0
I need to get some data from a huge access database (two, actually, depending on the input I have). I have a function that calls this bank by Chunks (if I try a fetchall gives memory problem). This function is called a few times by my main function, until I can get all the data I want. I will post the 2 codes here... I need to be able to speed up the execution time...depending on the input that runs in about 8 minutes! is a lot.
def chama_chunk():
    global data
    i=0
    names = [x[0] for x in cursor.description]  #pega os nomes das colunas
    while True: 
        rows = cursor.fetchmany(200) #pega 200 linhas
        if len(rows) == 0: #parar se n tiver nd
            break 
        else: 
            if (i == 0): #se for a 1a linha, cria o dataframe com 200 linhas e colunas conforme em names
                data = pd.DataFrame(np.array(rows),columns=names) 
            else:
                data_append = [{names[i]:x[i] for i in range(len(names))} for x in rows] 
                data_append = pd.DataFrame ( data_append, columns = names) 
                data = pd.concat(objs = [data,data_append], axis = 0) 
            i = i+1 
        if i == 200:
            break
the main function is this (columns being deleted are not required)

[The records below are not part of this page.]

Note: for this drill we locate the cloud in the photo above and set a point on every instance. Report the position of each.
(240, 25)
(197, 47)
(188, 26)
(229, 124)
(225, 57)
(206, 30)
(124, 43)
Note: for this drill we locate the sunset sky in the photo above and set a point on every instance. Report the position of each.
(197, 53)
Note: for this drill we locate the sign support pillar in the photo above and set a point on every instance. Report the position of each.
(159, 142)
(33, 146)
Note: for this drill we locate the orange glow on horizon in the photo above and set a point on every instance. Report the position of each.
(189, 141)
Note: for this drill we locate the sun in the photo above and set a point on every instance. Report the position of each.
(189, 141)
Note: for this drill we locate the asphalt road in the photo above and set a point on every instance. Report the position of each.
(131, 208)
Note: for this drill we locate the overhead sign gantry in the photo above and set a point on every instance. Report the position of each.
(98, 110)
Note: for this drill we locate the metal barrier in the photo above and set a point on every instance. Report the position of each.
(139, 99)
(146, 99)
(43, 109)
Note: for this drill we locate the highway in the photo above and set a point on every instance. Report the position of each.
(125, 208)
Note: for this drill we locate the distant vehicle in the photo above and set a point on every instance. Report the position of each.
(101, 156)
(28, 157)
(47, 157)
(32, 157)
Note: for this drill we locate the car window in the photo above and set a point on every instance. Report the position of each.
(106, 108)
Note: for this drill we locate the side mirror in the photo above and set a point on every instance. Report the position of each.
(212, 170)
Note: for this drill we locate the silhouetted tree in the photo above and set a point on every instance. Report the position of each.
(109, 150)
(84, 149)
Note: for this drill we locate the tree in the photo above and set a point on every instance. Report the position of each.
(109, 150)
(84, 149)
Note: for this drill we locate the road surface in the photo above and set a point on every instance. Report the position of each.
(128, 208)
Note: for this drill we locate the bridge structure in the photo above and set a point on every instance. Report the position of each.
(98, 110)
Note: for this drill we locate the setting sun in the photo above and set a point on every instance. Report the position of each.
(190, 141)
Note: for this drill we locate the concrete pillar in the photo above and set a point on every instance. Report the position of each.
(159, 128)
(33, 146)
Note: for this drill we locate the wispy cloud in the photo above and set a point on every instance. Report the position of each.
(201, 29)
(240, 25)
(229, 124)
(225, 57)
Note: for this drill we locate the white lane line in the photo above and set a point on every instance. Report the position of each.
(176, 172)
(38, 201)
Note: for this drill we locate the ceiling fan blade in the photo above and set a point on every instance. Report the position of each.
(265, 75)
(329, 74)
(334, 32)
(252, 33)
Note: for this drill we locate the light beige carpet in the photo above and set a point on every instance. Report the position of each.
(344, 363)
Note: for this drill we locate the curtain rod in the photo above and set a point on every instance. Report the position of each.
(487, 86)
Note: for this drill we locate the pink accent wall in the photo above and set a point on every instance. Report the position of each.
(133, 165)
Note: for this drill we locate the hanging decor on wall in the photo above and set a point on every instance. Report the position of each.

def faztudo(lista,ponto1,ponto2):
    global ativo
    global reativo
    lista1=lista
    chama_chunk()
    del data['CampoB']
    del data['CampoC']
    del data['Dia']
    del data ['Unidade']
    del data['Ano']
    del data['Consumo']
    del data['Ponto_maxima']
    del data['Demanda_maxima']
    del data['Fator_carga']
    gc.enable()
    ativo=pd.DataFrame(columns=data.columns)
    reativo=pd.DataFrame(columns=data.columns)
    while (data.Mes == mes).any():
        if periodo == "DOM":
            #print("entrou dom")
            data.query('Mes==@mes',inplace=True)
            data.query('Codigo in @lista1',inplace=True)
            data.query('Dia_da_semana=="DM"',inplace=True)
            ativo=ativo.append(data.query('Grandeza==1'))
            reativo=reativo.append(data.query('Grandeza==2'))
        elif periodo == "SAB":
            #print("entrou sab")
            data.query('Mes==@mes',inplace=True)
            data.query('Codigo in @lista1',inplace=True)
            data.query('Dia_da_semana=="SB"',inplace=True)
            ativo=ativo.append(data.query('Grandeza==1'))
            reativo=reativo.append(data.query('Grandeza==2'))
        else:
            #print("entrou resto")
            data.query('Mes==@mes',inplace=True)
            data.query('Codigo in @lista1',inplace=True)
            data.query('Dia_da_semana==@diasuteis',inplace=True)
            ativo=ativo.append(data.query('Grandeza==1'))
            reativo=reativo.append(data.query('Grandeza==2'))
        chama_chunk()
        del data['CampoB']
        del data['CampoC']
        del data['Dia']
        del data ['Unidade']
        del data['Ano']
        del data['Consumo']
        del data['Ponto_maxima']
        del data['Demanda_maxima']
        del data['Fator_carga']
and my query is made by the start function:
def inicia (dbpath,mes):
    #dbpath="W:\\CuCa-2018-ZFA.mdb"
    driver='{Microsoft Access Driver (*.mdb)}'
    con = pyodbc.connect("DRIVER={}; DBQ={}".format(driver,dbpath))
    query="SELECT * from Curvas_de_carga"
    global cursor
    cursor = con.cursor()
    cursor.execute(query)
some other pieces of code were not cited, but I believe that the performance problem is practically in these 3 functions.
I’m a beginner in database access :/ And the option to exchange database does not exist here, because the database is not mine, I am accessing a file of another person.